I stopped. I turned around.

I like that hat.

“You
hated
her,” I was saying to Cherries, several hours earlier.

I had decided to make Cherries my first visit that Thursday because I figured I needed the practice. She was, after all, my closest friend at the Dreamland show that night. If I was going to question everybody about the murder (and it seemed like that was exactly what I was going to do, despite Filthy’s attempt to dissuade me), I might as well start with the person I was most comfortable talking to.

It wasn’t going well.

“Oh, I get it,” she said. “Cops suspect you of murder, and you want to share the joy with your bestest buddies. Classy, Porkpie. Trés classy.”

“I’m just saying—” I said.

“Yes, I hated her,” Cherries said. “You hated her. Everyone hated her. She was hateful.”

“But you had a particular reason—”

“So did you. And what about Angelina, for crying out loud? Whose number was Victoria stealing when she bit it? Angelina isn’t exactly, you know, wellhinged in the first place.”

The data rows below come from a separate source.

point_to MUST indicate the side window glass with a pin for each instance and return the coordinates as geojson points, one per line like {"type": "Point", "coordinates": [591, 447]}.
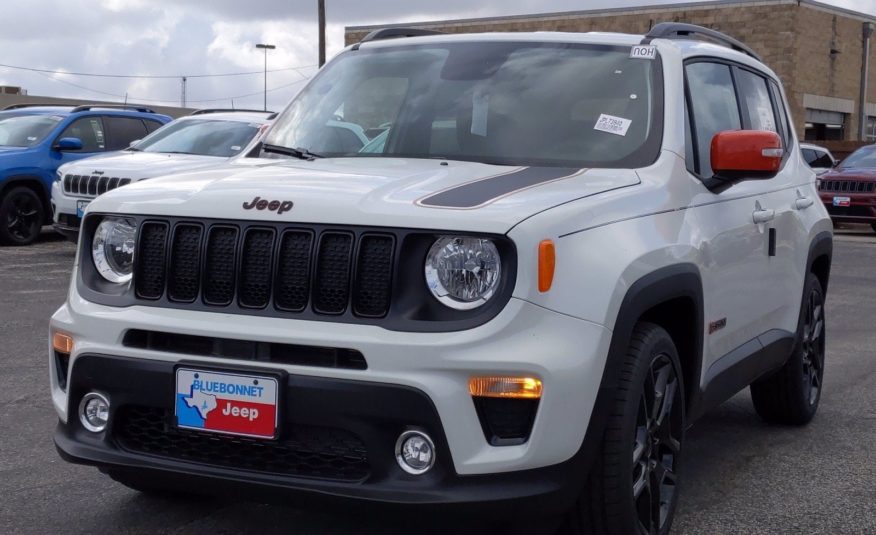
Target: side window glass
{"type": "Point", "coordinates": [89, 130]}
{"type": "Point", "coordinates": [121, 131]}
{"type": "Point", "coordinates": [782, 113]}
{"type": "Point", "coordinates": [713, 105]}
{"type": "Point", "coordinates": [757, 105]}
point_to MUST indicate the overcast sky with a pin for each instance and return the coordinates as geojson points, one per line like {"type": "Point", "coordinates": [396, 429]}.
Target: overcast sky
{"type": "Point", "coordinates": [188, 37]}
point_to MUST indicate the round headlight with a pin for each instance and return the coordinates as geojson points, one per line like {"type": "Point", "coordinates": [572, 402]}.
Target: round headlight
{"type": "Point", "coordinates": [463, 272]}
{"type": "Point", "coordinates": [113, 249]}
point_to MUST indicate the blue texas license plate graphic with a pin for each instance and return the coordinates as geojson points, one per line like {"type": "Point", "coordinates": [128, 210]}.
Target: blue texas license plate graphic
{"type": "Point", "coordinates": [226, 403]}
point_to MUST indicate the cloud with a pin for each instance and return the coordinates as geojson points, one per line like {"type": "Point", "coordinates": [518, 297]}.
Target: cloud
{"type": "Point", "coordinates": [186, 37]}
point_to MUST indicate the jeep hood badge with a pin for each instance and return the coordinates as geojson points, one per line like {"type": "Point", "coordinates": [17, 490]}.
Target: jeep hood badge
{"type": "Point", "coordinates": [275, 206]}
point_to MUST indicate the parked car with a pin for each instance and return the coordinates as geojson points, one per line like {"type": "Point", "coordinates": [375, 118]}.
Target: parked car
{"type": "Point", "coordinates": [818, 158]}
{"type": "Point", "coordinates": [849, 191]}
{"type": "Point", "coordinates": [520, 315]}
{"type": "Point", "coordinates": [202, 139]}
{"type": "Point", "coordinates": [35, 140]}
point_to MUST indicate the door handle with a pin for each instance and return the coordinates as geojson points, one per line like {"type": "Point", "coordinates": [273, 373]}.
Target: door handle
{"type": "Point", "coordinates": [763, 216]}
{"type": "Point", "coordinates": [803, 203]}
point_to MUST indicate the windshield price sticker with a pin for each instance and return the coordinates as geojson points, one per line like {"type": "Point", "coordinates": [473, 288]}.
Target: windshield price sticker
{"type": "Point", "coordinates": [643, 52]}
{"type": "Point", "coordinates": [613, 125]}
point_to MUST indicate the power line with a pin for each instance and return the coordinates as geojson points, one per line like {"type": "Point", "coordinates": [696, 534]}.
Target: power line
{"type": "Point", "coordinates": [160, 101]}
{"type": "Point", "coordinates": [151, 76]}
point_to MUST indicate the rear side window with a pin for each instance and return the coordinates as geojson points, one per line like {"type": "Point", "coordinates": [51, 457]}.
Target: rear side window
{"type": "Point", "coordinates": [90, 131]}
{"type": "Point", "coordinates": [121, 131]}
{"type": "Point", "coordinates": [757, 105]}
{"type": "Point", "coordinates": [713, 107]}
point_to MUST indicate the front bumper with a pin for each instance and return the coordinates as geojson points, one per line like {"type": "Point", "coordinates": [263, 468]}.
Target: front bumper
{"type": "Point", "coordinates": [566, 353]}
{"type": "Point", "coordinates": [348, 412]}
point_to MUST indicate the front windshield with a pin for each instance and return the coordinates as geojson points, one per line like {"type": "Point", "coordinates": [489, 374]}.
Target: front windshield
{"type": "Point", "coordinates": [864, 157]}
{"type": "Point", "coordinates": [510, 103]}
{"type": "Point", "coordinates": [26, 130]}
{"type": "Point", "coordinates": [200, 136]}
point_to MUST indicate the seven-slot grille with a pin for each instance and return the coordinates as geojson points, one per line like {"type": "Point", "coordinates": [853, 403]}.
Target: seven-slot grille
{"type": "Point", "coordinates": [289, 269]}
{"type": "Point", "coordinates": [848, 186]}
{"type": "Point", "coordinates": [92, 185]}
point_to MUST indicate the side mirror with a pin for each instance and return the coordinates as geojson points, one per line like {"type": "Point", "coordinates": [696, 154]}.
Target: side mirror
{"type": "Point", "coordinates": [68, 144]}
{"type": "Point", "coordinates": [746, 155]}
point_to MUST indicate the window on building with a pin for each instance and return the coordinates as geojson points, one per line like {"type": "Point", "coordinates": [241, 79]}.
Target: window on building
{"type": "Point", "coordinates": [823, 125]}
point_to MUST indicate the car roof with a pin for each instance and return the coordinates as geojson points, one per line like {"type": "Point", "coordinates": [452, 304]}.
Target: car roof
{"type": "Point", "coordinates": [235, 116]}
{"type": "Point", "coordinates": [66, 111]}
{"type": "Point", "coordinates": [688, 47]}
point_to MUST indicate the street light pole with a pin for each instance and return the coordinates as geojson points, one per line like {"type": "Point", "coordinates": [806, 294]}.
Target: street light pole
{"type": "Point", "coordinates": [266, 47]}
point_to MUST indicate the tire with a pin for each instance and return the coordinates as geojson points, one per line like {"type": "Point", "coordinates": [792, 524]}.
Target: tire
{"type": "Point", "coordinates": [21, 217]}
{"type": "Point", "coordinates": [623, 497]}
{"type": "Point", "coordinates": [790, 396]}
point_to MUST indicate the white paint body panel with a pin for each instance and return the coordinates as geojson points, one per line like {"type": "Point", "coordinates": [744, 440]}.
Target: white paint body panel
{"type": "Point", "coordinates": [610, 226]}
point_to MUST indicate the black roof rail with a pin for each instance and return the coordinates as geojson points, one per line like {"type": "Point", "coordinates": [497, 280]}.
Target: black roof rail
{"type": "Point", "coordinates": [35, 105]}
{"type": "Point", "coordinates": [392, 33]}
{"type": "Point", "coordinates": [226, 110]}
{"type": "Point", "coordinates": [89, 107]}
{"type": "Point", "coordinates": [669, 30]}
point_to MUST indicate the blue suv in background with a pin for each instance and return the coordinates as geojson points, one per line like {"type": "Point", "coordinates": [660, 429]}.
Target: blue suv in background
{"type": "Point", "coordinates": [35, 140]}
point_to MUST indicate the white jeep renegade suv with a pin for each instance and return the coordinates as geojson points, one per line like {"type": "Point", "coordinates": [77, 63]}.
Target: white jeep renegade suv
{"type": "Point", "coordinates": [565, 250]}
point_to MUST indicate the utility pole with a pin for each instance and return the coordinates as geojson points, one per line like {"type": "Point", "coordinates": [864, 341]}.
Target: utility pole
{"type": "Point", "coordinates": [321, 10]}
{"type": "Point", "coordinates": [266, 47]}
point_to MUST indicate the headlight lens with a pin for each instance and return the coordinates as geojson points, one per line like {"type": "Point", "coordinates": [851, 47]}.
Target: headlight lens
{"type": "Point", "coordinates": [463, 272]}
{"type": "Point", "coordinates": [113, 249]}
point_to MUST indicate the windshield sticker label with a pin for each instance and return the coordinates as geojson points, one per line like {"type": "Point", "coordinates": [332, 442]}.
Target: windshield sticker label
{"type": "Point", "coordinates": [643, 52]}
{"type": "Point", "coordinates": [613, 125]}
{"type": "Point", "coordinates": [480, 105]}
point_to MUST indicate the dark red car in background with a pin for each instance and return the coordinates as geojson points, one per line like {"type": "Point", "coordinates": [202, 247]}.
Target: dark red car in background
{"type": "Point", "coordinates": [849, 190]}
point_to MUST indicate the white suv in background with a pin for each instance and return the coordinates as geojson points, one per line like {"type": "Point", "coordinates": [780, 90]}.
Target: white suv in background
{"type": "Point", "coordinates": [202, 139]}
{"type": "Point", "coordinates": [566, 248]}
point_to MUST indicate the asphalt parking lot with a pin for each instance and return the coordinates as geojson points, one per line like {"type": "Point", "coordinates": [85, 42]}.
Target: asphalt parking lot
{"type": "Point", "coordinates": [740, 476]}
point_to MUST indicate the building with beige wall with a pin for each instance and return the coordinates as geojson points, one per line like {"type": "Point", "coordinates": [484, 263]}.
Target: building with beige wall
{"type": "Point", "coordinates": [818, 50]}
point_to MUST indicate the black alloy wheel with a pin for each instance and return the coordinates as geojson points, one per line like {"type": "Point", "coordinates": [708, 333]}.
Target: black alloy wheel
{"type": "Point", "coordinates": [659, 427]}
{"type": "Point", "coordinates": [21, 214]}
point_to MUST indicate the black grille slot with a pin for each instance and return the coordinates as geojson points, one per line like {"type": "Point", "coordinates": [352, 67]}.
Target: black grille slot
{"type": "Point", "coordinates": [293, 270]}
{"type": "Point", "coordinates": [304, 451]}
{"type": "Point", "coordinates": [331, 291]}
{"type": "Point", "coordinates": [220, 266]}
{"type": "Point", "coordinates": [185, 263]}
{"type": "Point", "coordinates": [92, 185]}
{"type": "Point", "coordinates": [206, 346]}
{"type": "Point", "coordinates": [373, 276]}
{"type": "Point", "coordinates": [150, 260]}
{"type": "Point", "coordinates": [256, 267]}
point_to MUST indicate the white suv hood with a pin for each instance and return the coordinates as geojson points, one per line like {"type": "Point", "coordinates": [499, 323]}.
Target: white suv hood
{"type": "Point", "coordinates": [392, 192]}
{"type": "Point", "coordinates": [139, 165]}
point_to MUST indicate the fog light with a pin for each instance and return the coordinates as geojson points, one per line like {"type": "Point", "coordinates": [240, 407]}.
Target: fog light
{"type": "Point", "coordinates": [415, 452]}
{"type": "Point", "coordinates": [94, 412]}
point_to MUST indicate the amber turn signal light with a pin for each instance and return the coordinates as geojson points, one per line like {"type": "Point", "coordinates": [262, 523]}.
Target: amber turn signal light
{"type": "Point", "coordinates": [62, 343]}
{"type": "Point", "coordinates": [547, 261]}
{"type": "Point", "coordinates": [505, 387]}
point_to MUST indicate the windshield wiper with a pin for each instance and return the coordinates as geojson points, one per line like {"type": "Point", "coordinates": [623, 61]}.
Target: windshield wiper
{"type": "Point", "coordinates": [301, 154]}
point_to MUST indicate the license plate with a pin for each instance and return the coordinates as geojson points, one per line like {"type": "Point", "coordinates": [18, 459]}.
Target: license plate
{"type": "Point", "coordinates": [226, 403]}
{"type": "Point", "coordinates": [80, 208]}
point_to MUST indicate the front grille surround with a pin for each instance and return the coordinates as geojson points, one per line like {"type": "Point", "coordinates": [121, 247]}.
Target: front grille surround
{"type": "Point", "coordinates": [397, 301]}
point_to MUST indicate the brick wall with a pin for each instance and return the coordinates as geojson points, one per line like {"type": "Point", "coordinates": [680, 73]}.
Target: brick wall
{"type": "Point", "coordinates": [794, 40]}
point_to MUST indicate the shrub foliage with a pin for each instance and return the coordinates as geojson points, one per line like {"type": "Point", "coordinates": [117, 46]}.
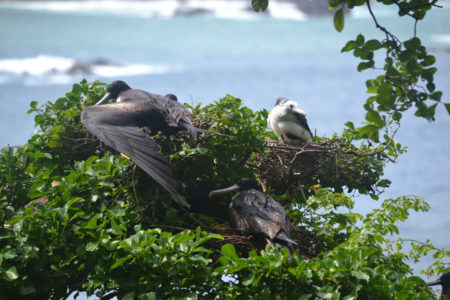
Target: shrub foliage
{"type": "Point", "coordinates": [77, 216]}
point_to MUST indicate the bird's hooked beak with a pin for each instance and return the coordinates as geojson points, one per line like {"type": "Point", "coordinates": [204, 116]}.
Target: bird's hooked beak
{"type": "Point", "coordinates": [104, 99]}
{"type": "Point", "coordinates": [436, 282]}
{"type": "Point", "coordinates": [233, 188]}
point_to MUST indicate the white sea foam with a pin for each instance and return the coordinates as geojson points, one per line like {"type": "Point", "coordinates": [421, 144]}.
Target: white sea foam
{"type": "Point", "coordinates": [441, 38]}
{"type": "Point", "coordinates": [36, 66]}
{"type": "Point", "coordinates": [130, 70]}
{"type": "Point", "coordinates": [381, 11]}
{"type": "Point", "coordinates": [234, 9]}
{"type": "Point", "coordinates": [45, 69]}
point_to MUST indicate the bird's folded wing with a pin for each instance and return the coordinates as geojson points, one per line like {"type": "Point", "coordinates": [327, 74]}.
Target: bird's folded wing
{"type": "Point", "coordinates": [142, 150]}
{"type": "Point", "coordinates": [301, 119]}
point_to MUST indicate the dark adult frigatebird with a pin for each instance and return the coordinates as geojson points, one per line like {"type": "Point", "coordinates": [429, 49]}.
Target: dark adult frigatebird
{"type": "Point", "coordinates": [253, 212]}
{"type": "Point", "coordinates": [288, 122]}
{"type": "Point", "coordinates": [118, 125]}
{"type": "Point", "coordinates": [444, 281]}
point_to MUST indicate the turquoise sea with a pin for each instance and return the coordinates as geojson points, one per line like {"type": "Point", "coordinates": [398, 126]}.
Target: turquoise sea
{"type": "Point", "coordinates": [258, 58]}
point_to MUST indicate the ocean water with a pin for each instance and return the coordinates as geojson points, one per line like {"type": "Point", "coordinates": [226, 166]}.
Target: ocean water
{"type": "Point", "coordinates": [229, 50]}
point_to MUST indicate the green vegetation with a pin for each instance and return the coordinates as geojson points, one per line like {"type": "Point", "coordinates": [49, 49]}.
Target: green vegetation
{"type": "Point", "coordinates": [104, 227]}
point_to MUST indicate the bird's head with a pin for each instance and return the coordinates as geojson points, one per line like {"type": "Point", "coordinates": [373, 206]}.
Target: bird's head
{"type": "Point", "coordinates": [113, 91]}
{"type": "Point", "coordinates": [243, 184]}
{"type": "Point", "coordinates": [172, 97]}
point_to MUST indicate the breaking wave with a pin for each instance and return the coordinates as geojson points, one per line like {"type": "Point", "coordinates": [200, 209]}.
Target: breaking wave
{"type": "Point", "coordinates": [233, 9]}
{"type": "Point", "coordinates": [45, 69]}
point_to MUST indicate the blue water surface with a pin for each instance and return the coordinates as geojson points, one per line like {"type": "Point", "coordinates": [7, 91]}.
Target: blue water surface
{"type": "Point", "coordinates": [258, 60]}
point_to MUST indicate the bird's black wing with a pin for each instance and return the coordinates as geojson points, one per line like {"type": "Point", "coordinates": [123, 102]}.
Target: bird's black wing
{"type": "Point", "coordinates": [130, 140]}
{"type": "Point", "coordinates": [301, 119]}
{"type": "Point", "coordinates": [262, 214]}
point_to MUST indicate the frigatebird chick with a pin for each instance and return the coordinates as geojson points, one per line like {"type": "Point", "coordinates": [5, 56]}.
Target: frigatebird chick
{"type": "Point", "coordinates": [118, 125]}
{"type": "Point", "coordinates": [253, 212]}
{"type": "Point", "coordinates": [444, 281]}
{"type": "Point", "coordinates": [288, 122]}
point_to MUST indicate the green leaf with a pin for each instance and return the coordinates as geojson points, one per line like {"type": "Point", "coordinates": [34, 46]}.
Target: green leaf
{"type": "Point", "coordinates": [373, 45]}
{"type": "Point", "coordinates": [361, 275]}
{"type": "Point", "coordinates": [374, 117]}
{"type": "Point", "coordinates": [447, 107]}
{"type": "Point", "coordinates": [339, 19]}
{"type": "Point", "coordinates": [120, 261]}
{"type": "Point", "coordinates": [11, 274]}
{"type": "Point", "coordinates": [350, 125]}
{"type": "Point", "coordinates": [365, 65]}
{"type": "Point", "coordinates": [249, 279]}
{"type": "Point", "coordinates": [396, 116]}
{"type": "Point", "coordinates": [436, 96]}
{"type": "Point", "coordinates": [27, 289]}
{"type": "Point", "coordinates": [91, 246]}
{"type": "Point", "coordinates": [385, 95]}
{"type": "Point", "coordinates": [349, 46]}
{"type": "Point", "coordinates": [229, 251]}
{"type": "Point", "coordinates": [428, 60]}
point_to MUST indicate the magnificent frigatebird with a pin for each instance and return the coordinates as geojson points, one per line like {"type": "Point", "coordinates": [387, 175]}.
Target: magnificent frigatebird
{"type": "Point", "coordinates": [253, 213]}
{"type": "Point", "coordinates": [118, 126]}
{"type": "Point", "coordinates": [444, 281]}
{"type": "Point", "coordinates": [288, 122]}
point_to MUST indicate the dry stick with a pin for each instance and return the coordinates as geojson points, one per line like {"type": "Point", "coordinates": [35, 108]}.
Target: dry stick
{"type": "Point", "coordinates": [134, 191]}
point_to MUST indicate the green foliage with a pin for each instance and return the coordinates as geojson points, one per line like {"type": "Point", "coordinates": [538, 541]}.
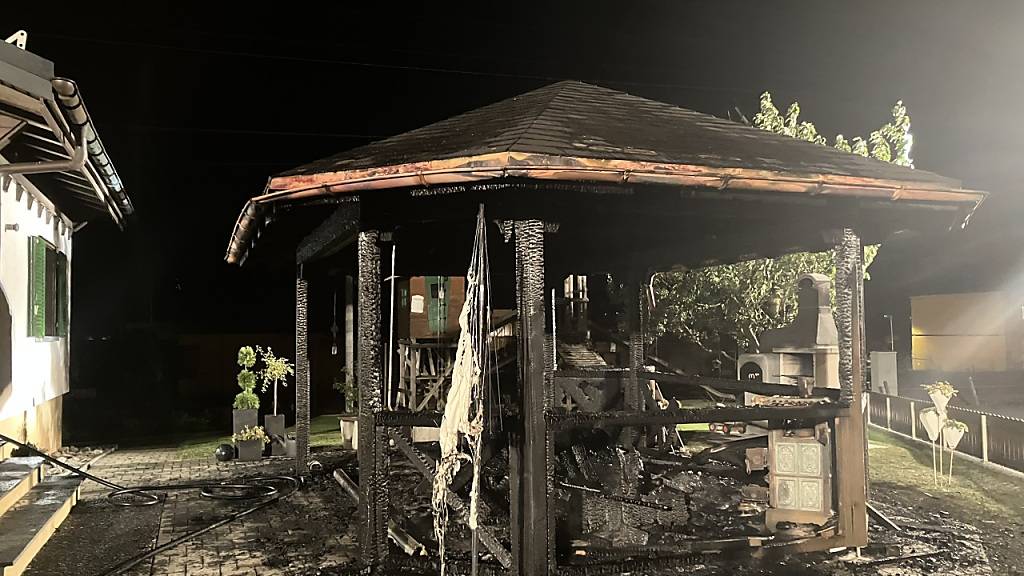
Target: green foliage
{"type": "Point", "coordinates": [247, 357]}
{"type": "Point", "coordinates": [743, 299]}
{"type": "Point", "coordinates": [251, 433]}
{"type": "Point", "coordinates": [275, 369]}
{"type": "Point", "coordinates": [955, 425]}
{"type": "Point", "coordinates": [940, 387]}
{"type": "Point", "coordinates": [246, 400]}
{"type": "Point", "coordinates": [247, 380]}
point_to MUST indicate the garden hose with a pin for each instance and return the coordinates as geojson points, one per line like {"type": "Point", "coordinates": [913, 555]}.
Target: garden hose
{"type": "Point", "coordinates": [255, 488]}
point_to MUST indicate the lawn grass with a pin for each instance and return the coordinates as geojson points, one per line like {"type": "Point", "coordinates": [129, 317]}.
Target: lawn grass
{"type": "Point", "coordinates": [976, 489]}
{"type": "Point", "coordinates": [324, 430]}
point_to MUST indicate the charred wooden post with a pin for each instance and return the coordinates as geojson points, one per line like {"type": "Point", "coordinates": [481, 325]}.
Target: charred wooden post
{"type": "Point", "coordinates": [632, 395]}
{"type": "Point", "coordinates": [349, 332]}
{"type": "Point", "coordinates": [301, 375]}
{"type": "Point", "coordinates": [851, 463]}
{"type": "Point", "coordinates": [373, 443]}
{"type": "Point", "coordinates": [532, 525]}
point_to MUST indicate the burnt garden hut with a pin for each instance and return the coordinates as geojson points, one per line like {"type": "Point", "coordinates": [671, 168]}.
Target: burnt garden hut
{"type": "Point", "coordinates": [582, 180]}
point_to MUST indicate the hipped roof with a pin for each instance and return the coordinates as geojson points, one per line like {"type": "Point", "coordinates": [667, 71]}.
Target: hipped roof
{"type": "Point", "coordinates": [576, 131]}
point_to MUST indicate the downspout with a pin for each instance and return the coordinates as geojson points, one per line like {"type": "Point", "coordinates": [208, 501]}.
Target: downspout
{"type": "Point", "coordinates": [73, 164]}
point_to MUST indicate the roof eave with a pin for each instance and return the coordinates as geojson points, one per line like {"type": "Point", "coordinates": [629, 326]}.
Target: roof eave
{"type": "Point", "coordinates": [542, 167]}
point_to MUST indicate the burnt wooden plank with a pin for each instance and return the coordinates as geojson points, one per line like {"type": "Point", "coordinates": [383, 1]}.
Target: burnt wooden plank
{"type": "Point", "coordinates": [561, 419]}
{"type": "Point", "coordinates": [373, 445]}
{"type": "Point", "coordinates": [536, 526]}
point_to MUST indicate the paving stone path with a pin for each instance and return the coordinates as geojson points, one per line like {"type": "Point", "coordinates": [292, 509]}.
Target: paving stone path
{"type": "Point", "coordinates": [309, 532]}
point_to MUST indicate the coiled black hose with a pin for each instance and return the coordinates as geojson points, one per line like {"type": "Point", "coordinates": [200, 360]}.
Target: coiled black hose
{"type": "Point", "coordinates": [255, 488]}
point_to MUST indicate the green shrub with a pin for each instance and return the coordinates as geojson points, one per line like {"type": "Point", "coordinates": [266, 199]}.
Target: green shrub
{"type": "Point", "coordinates": [246, 400]}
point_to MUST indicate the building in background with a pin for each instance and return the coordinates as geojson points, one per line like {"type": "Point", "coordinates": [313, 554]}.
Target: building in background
{"type": "Point", "coordinates": [973, 332]}
{"type": "Point", "coordinates": [54, 176]}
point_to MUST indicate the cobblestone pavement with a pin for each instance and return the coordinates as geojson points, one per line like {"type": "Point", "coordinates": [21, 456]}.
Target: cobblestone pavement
{"type": "Point", "coordinates": [309, 532]}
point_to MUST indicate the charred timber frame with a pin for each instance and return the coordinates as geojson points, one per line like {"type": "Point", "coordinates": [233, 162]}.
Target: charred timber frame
{"type": "Point", "coordinates": [301, 374]}
{"type": "Point", "coordinates": [562, 419]}
{"type": "Point", "coordinates": [531, 462]}
{"type": "Point", "coordinates": [373, 441]}
{"type": "Point", "coordinates": [851, 465]}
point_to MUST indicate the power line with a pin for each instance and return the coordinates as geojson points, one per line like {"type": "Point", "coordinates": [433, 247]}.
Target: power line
{"type": "Point", "coordinates": [214, 130]}
{"type": "Point", "coordinates": [404, 68]}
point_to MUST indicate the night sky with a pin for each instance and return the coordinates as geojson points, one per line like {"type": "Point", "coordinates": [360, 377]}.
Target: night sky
{"type": "Point", "coordinates": [198, 105]}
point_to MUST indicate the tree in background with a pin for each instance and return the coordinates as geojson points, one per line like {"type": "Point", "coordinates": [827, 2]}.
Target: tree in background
{"type": "Point", "coordinates": [714, 305]}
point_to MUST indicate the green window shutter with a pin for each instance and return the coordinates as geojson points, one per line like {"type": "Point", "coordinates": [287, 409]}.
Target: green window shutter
{"type": "Point", "coordinates": [64, 295]}
{"type": "Point", "coordinates": [437, 298]}
{"type": "Point", "coordinates": [37, 287]}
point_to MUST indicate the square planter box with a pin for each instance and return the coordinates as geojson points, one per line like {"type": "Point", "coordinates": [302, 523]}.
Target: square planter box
{"type": "Point", "coordinates": [242, 418]}
{"type": "Point", "coordinates": [274, 425]}
{"type": "Point", "coordinates": [250, 450]}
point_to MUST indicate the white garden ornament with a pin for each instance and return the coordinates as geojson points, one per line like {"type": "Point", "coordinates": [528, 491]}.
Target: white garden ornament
{"type": "Point", "coordinates": [940, 428]}
{"type": "Point", "coordinates": [952, 433]}
{"type": "Point", "coordinates": [932, 421]}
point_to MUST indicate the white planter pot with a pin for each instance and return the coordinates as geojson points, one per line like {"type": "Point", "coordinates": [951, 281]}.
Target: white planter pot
{"type": "Point", "coordinates": [939, 401]}
{"type": "Point", "coordinates": [951, 437]}
{"type": "Point", "coordinates": [932, 421]}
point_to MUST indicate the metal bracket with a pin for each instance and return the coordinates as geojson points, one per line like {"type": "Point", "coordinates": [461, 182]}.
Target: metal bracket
{"type": "Point", "coordinates": [19, 39]}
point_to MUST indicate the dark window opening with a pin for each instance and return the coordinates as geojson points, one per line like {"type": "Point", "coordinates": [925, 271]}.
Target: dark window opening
{"type": "Point", "coordinates": [48, 295]}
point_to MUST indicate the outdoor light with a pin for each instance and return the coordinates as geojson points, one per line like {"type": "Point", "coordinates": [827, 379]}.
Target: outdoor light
{"type": "Point", "coordinates": [772, 303]}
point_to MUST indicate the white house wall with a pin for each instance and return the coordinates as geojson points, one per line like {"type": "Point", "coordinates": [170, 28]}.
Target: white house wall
{"type": "Point", "coordinates": [40, 366]}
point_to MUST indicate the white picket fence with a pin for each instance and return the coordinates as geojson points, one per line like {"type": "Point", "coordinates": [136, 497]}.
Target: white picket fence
{"type": "Point", "coordinates": [990, 438]}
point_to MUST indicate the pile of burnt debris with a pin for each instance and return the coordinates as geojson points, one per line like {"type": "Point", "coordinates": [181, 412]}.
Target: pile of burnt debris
{"type": "Point", "coordinates": [693, 510]}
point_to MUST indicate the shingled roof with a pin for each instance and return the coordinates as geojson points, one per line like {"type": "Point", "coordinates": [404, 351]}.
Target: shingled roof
{"type": "Point", "coordinates": [576, 131]}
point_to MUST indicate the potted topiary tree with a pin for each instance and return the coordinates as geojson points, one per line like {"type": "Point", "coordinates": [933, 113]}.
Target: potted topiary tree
{"type": "Point", "coordinates": [275, 371]}
{"type": "Point", "coordinates": [250, 442]}
{"type": "Point", "coordinates": [246, 402]}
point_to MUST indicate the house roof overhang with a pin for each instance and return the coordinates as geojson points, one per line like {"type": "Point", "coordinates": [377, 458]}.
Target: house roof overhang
{"type": "Point", "coordinates": [48, 140]}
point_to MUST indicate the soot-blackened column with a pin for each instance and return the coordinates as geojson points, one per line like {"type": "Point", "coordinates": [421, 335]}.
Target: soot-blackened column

“I’m not accusing you of anything,” I said, and sat down on Cherries’ couch. Her apartment was...well, how shall I describe it? New York apartments, especially on the Upper East Side, are not designed with the active burlesque performer in mind, especially an active burlesque performer with the imagination of Cherries Jubilee. Where in a 600 square foot apartment does one store such things as a two-yard-tall replica of the Empire State Building or a wearable scale model of the Hindenburg? The answer is: everywhere. Two dozen different acts were dropped, dangled, or draped on every available surface, shelf, outcropping, and inch of floor in Cherries’ apartment. I’m sure there was some grand organizing principle behind the piles of stuff that filled the living room, but it wasn’t obvious to the casual observer. Her storage techniques were as innovative as her performances; for instance, the shoulder pads and helmet from her football number, when not in use, served as the antenna for her television. “I’m just gathering information,” I said. “As much as I can. Yes, fine, you’re right, I didn’t like her either. Which is why I know exactly how you feel. But come on, Cherries, you can’t deny that you had even more reason to hate that woman than I did. When Filthy and I told you we’d seen her do your football number at that convention, what did you do?”